だけど。俯いたら神田が贈ってくれた靴がわたしの視界に映る。

 そうだ、今日はクリスマスなんだ。クリスマスだから、ちょっと浮かれてパーティをしたっていい。クリスマスだから、おめかししたっていい。慣れない靴だって履いてもいい。ほんのすこし、いつもより素直になったっていい。

 でも、神田の優しさは、クリスマスだからじゃない。いつだって、なんだって、神田は優しいから、だから、5センチ神田に近付いたぶん、わたしの気持ちだって伝わる気がする。

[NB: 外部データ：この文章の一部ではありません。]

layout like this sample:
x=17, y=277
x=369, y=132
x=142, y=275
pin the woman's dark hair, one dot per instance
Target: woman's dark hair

「ほんとは、ほんとはずっと、神田を、誘いたくて。神田と、踊りたかったの。ほんとは、わたし、神田を誘おうと思ってて、でも、いつも言えなくて、わたし…だから…、神田じゃなきゃ、だめで。わたし、神田のことが、ずっと………」

 ああ、もう、どうにでもなっちゃえ。
神田が好き。
そこまで言うつもりはなかったけれど、言葉の続きはそれ以外なくて、なのに言いかけた時、腕が引かれて遮られてしまった。
そのまま今までとは逆方向に歩き出した神田に引っ張られる形で着いて行く。掴まれた腕の力がつよくて振り解くことも立ち止まることもできない。

「か、神田? どこ行くの?」
「俺の部屋」
「えっ?! な、なんで、でもパーティーが… !痛、」

 急に神田が足を止めたから、ドンと勢いよく背中にぶつかった。かと思うと、掴まれた腕がぐっと持ち上がり、わたしが背伸びをする形で、背を曲げた神田との顔の距離が近付く。瞳の中の光がわたしを捉えて逸らさせない。

「……パーティなんざ俺とお前で充分だろ」

 返事をする間もなく、指先を掴まれなおして、また神田は歩き出した。ダンスの練習もフリルが翻るドレスも巻かれた髪も贈られた靴も、全部今日のためなのに、神田のものになってしまう。そんな予感が、わたしの鼓動をどんどん速めてゆく。

 クリスマスの夜はまだ、始まったばかりなのだ。